I have configured it correctly now and it is working fine. Thanks!

Swathi
skype - swatikrishna1

@Aaron_K_van_Meerten Hello , I have a quick question, Imagine I have a consumer who uses the multi domain Jitsi platform , and there is another consumer uses the same in parallels. What is the best method to differentiate these two customer based on JWT token. I see there is only on app ID and secret can be configured in docker , keeping that in mind , can you suggest a method to remove a consumer when the contract expires. I cannot change the existing APP id and secret since it is being used by others too.

Thanks you for your help

@damencho @saghul

Swathi krishna

We use the ‘sub’ field in this case to distinguish the tenant. So, if you set the ‘sub’ to something other than ‘’, then the JWT will only be useable for meetings whos tenant URL matches the value in ‘sub’. The other option is to filter the room name, if the ‘room’ value in the JWT has anything other than '’, then the JWT is only good for that room. If you set both ‘sub’ and ‘room’ then the JWT is only good for that one room under that one tenant.

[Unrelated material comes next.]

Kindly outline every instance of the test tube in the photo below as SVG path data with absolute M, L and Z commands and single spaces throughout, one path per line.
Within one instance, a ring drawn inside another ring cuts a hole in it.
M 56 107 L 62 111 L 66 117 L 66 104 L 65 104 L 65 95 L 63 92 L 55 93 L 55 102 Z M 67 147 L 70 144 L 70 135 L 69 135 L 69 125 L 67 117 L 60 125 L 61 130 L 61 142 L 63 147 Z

Hope this helps answer your question.

Yes it answered to some extend, but my question is , I have only one app id and secret is added in environment variables. This is same for both the tenant and what if I wanted to remove one tenant and keep other tenant active. I cannot change the app id and secret if one tenant leaves because other tenant still uses it. Is there any other parameters can be added in configmap to differentiate the tenants and remove when they leaves?

Thank you for your time

@Aaron_K_van_Meerten Please let me know if priv key pub key combination would be a solution here. Do you have some procedure for it?